大島の海岸ではアメーバのように広がっています。


そして、住んでいる環境も微妙に違うようです。
式根島では、神引展望台周辺で広範囲に広がっていました。

ガラガラした白っぽい溶岩地帯で、クロマツと並んで天下をとっているように見えました。

大島では…海蝕崖の縁の近くでしか、見られないような気がします。

崖の縁を覆い尽くすように広がってはいますが、少し陸側に入ると姿が見えなくなります。

こちらは、違う海岸ですが…

やはり海岸ギリギリの場所で生きています。

崖の縁では丈夫な枝を垂れ下げて、光を独占していますが…


崖上では他の植物達の勢力に押され、かなり形勢不利なようです。

トベラ、クロマツ、マルバアキグミ、マルバシャリンバイ、ススキ、サルトリイバラ、ラセイタソウ、イソギク、ガクアジサイ等がひしめきあっているので、ここで競争に打ち勝つのは、相当大変そうです。
 
ここも…かなり競争が激しそうです。

ススキ、スイカズラ、ハマボッス、イソギク、ボタンボウフウなどに埋もれるようにして、ひっそりと生きています。

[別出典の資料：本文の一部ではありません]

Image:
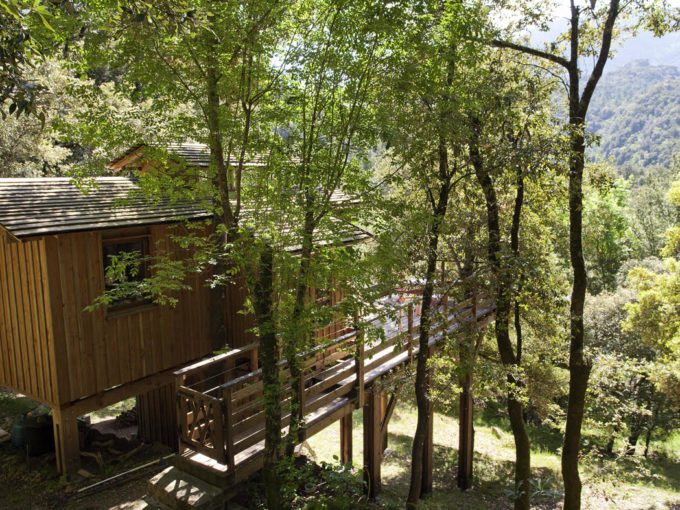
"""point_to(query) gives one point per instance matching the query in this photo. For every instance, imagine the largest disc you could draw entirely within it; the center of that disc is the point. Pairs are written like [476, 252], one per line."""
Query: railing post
[474, 304]
[359, 363]
[181, 413]
[301, 408]
[228, 426]
[410, 329]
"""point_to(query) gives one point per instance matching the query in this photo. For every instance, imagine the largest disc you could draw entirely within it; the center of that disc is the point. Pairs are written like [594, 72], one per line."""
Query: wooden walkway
[220, 399]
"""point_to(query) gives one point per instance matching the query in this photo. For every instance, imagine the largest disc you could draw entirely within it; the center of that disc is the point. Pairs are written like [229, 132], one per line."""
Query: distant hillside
[636, 112]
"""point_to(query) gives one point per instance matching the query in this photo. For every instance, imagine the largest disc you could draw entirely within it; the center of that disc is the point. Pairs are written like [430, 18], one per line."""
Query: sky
[658, 51]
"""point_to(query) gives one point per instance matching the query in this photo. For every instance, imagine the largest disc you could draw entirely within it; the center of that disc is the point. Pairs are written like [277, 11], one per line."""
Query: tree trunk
[579, 367]
[635, 432]
[299, 333]
[271, 383]
[423, 375]
[466, 355]
[503, 310]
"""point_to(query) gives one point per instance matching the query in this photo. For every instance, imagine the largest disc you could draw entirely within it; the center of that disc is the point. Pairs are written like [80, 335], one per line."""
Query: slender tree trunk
[579, 367]
[299, 333]
[271, 383]
[423, 372]
[635, 432]
[503, 310]
[466, 355]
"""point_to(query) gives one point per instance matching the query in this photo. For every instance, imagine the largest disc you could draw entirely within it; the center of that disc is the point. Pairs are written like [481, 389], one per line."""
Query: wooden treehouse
[55, 244]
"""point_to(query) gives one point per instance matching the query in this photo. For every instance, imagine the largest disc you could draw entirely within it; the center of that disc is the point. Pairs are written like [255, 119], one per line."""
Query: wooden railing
[221, 402]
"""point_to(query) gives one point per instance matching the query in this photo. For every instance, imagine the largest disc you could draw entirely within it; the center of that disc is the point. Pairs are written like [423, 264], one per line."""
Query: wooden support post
[410, 330]
[181, 413]
[346, 439]
[359, 366]
[372, 443]
[428, 451]
[228, 423]
[301, 410]
[66, 441]
[466, 436]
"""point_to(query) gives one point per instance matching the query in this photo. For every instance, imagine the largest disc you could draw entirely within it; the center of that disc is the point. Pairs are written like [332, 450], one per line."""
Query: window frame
[125, 306]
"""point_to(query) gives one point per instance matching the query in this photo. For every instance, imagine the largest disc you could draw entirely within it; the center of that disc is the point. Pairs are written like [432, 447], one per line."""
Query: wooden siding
[157, 416]
[104, 348]
[27, 361]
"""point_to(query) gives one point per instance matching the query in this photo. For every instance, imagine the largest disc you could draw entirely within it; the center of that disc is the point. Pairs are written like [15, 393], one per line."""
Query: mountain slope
[636, 113]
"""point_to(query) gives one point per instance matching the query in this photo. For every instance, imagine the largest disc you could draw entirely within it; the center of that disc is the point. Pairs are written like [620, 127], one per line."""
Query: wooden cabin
[54, 246]
[54, 242]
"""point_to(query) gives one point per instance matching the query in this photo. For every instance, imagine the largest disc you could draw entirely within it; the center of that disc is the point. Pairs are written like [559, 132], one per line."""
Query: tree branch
[497, 43]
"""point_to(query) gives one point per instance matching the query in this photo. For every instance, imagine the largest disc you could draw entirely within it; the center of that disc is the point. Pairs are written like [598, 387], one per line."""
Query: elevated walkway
[220, 401]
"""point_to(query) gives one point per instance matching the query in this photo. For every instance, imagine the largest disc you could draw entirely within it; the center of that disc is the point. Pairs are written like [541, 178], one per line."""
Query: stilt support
[383, 413]
[346, 439]
[66, 442]
[372, 442]
[465, 437]
[428, 452]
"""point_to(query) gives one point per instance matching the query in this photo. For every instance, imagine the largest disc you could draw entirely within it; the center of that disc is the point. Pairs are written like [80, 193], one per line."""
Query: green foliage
[606, 234]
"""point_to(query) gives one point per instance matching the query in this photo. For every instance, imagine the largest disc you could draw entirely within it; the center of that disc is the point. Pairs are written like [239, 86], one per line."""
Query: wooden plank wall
[157, 416]
[26, 359]
[338, 326]
[103, 349]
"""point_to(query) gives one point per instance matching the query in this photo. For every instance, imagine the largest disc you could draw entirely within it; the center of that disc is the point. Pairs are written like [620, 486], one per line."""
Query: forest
[474, 159]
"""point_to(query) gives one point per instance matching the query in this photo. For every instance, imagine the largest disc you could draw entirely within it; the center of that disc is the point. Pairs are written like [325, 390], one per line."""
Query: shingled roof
[193, 154]
[55, 205]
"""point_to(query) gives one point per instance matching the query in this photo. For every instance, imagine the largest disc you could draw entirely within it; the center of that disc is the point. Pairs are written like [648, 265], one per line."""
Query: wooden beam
[118, 393]
[428, 451]
[359, 364]
[465, 436]
[346, 439]
[372, 443]
[383, 418]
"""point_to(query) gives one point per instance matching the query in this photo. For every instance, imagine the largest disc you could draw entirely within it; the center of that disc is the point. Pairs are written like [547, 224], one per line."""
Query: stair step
[181, 491]
[204, 468]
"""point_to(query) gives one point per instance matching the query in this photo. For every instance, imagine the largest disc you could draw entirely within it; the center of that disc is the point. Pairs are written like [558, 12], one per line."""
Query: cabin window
[125, 264]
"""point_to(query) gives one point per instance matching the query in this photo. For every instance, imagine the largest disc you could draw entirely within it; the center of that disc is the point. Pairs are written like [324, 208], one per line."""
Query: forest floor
[619, 482]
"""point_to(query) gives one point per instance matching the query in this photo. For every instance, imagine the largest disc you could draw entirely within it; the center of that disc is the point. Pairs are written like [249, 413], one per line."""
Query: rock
[84, 473]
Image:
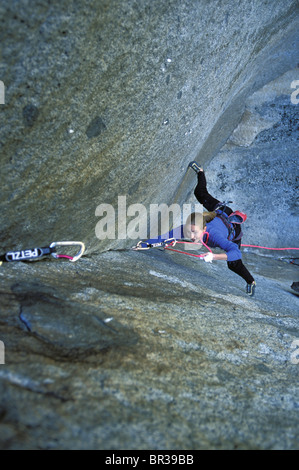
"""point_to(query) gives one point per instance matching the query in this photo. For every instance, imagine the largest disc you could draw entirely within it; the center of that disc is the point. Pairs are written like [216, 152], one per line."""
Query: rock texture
[147, 350]
[115, 98]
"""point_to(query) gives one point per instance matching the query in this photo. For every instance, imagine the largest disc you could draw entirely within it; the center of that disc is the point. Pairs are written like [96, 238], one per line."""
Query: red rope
[268, 248]
[203, 254]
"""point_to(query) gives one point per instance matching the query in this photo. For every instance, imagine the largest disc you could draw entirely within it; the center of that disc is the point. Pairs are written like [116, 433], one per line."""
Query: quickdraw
[41, 252]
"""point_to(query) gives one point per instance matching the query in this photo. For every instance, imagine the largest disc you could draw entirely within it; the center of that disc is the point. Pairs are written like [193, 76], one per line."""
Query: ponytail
[201, 219]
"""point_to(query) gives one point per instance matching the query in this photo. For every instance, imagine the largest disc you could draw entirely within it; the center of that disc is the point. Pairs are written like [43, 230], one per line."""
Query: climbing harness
[231, 221]
[41, 252]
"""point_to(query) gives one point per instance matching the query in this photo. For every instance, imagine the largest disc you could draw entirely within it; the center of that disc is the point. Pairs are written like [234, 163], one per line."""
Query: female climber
[214, 231]
[214, 228]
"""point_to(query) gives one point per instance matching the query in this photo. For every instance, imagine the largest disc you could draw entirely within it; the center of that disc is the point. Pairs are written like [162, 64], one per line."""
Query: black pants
[210, 203]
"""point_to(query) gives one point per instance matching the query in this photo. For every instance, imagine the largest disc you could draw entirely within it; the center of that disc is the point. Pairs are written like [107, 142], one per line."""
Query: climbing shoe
[195, 167]
[250, 288]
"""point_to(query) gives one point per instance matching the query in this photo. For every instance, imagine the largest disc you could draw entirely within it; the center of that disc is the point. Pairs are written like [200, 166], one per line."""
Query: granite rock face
[147, 350]
[115, 98]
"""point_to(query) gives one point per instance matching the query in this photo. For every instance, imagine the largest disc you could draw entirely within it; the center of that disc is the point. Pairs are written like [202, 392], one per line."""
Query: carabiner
[71, 258]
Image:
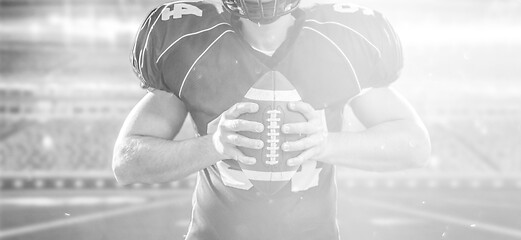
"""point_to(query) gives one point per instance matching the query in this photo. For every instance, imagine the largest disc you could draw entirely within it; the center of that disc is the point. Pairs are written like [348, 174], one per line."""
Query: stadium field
[386, 213]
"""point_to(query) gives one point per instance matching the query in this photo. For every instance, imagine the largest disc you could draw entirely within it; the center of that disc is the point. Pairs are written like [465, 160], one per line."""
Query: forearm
[153, 160]
[388, 146]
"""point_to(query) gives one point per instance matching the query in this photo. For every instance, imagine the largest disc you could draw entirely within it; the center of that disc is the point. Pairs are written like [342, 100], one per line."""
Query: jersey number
[179, 10]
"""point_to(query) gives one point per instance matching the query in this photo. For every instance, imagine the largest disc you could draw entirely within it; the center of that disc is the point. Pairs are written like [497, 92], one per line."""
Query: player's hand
[315, 129]
[226, 139]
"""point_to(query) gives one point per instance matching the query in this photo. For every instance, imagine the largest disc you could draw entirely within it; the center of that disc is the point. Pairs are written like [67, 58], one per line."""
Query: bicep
[158, 114]
[380, 105]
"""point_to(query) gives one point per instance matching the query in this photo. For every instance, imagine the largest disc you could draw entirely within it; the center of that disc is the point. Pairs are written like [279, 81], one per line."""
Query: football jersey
[332, 53]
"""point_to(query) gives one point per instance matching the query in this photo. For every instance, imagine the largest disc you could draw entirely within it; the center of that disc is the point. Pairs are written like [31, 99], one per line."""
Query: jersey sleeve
[143, 54]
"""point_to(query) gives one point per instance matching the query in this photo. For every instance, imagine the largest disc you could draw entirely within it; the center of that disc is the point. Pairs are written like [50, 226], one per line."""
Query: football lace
[273, 136]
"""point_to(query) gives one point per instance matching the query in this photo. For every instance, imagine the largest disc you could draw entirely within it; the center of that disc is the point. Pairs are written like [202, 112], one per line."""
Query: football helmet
[260, 11]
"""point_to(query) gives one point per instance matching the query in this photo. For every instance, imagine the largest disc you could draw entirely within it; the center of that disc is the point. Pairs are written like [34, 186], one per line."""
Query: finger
[242, 141]
[242, 125]
[241, 108]
[301, 158]
[304, 143]
[304, 108]
[237, 155]
[301, 128]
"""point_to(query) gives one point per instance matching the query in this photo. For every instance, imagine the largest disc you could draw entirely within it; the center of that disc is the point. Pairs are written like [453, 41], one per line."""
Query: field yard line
[478, 225]
[88, 218]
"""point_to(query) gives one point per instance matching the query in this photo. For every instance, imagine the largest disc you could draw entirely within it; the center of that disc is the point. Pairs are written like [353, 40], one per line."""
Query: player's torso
[214, 67]
[208, 65]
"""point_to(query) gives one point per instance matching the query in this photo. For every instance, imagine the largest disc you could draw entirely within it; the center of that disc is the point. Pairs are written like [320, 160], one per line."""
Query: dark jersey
[332, 53]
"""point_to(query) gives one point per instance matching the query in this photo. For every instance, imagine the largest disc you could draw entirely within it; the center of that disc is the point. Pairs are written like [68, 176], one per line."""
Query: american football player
[201, 58]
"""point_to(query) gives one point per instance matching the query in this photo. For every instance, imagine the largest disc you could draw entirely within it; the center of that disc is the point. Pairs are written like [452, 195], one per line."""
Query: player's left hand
[315, 129]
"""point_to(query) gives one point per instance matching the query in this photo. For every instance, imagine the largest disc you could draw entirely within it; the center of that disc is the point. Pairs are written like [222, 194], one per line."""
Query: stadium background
[66, 85]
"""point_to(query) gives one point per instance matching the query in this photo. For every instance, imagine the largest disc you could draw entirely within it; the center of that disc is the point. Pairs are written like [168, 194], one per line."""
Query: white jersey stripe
[341, 52]
[148, 35]
[187, 35]
[196, 60]
[268, 95]
[351, 29]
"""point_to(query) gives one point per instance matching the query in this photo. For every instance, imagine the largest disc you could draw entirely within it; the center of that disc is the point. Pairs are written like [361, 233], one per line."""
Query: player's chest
[224, 72]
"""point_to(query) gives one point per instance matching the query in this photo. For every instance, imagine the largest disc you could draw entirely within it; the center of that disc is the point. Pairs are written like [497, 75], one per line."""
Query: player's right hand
[226, 138]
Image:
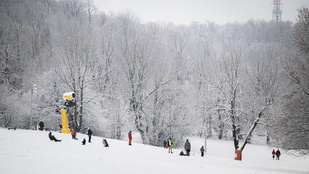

「これだけ他の植物に覆われると、背の低いオオシマハイネズは大変だなぁ」と思っていたら…
足もとに、こんな光景を見つけました。

オオシマハイネズがイソギクの下から脱出し、光のある場所へ這い出ています!
頑張るなぁ~。

オオシマハイネズの目線(?)で周囲を見回してみたら、彼らが激しい戦いの中で生きているのが良くわかりました。

「ウワ~押すなよ!負けないぞ~!」という声が聞こえてきそうな気も…(笑)。

ところで、式根島と大島のオオシマハイネズの違いは、なぜ生じたのでしょうか?

もしかしたら…式根島の「火山灰のまざる溶岩地帯」という環境の方が、植物が生きるにはキビシイのかもしれません。

火山灰は軽いから、風が吹くと舞い上がり地面が安定しない。でもゴツゴツ溶岩は風が吹いてもあまり動かないから、植物達が生きやすい…ということはないでしょうか?

式根島のハイネズたちは、火山灰をつかまえて少しでも体を重く安定させる術を身につけ、他の植物との競争が激しい大島のハイネズ達は、とにかく戦いの場を抜け出して、先へ先へ伸びる能力を身につけたとか…?

謎を解くためには、もっときちんと調べなくてはならないのでしょうが、あれこれ想像するのは面白いです。

火山の違いが動植物の生き方にも違いを作っていく…ジオ物語、楽しんでます!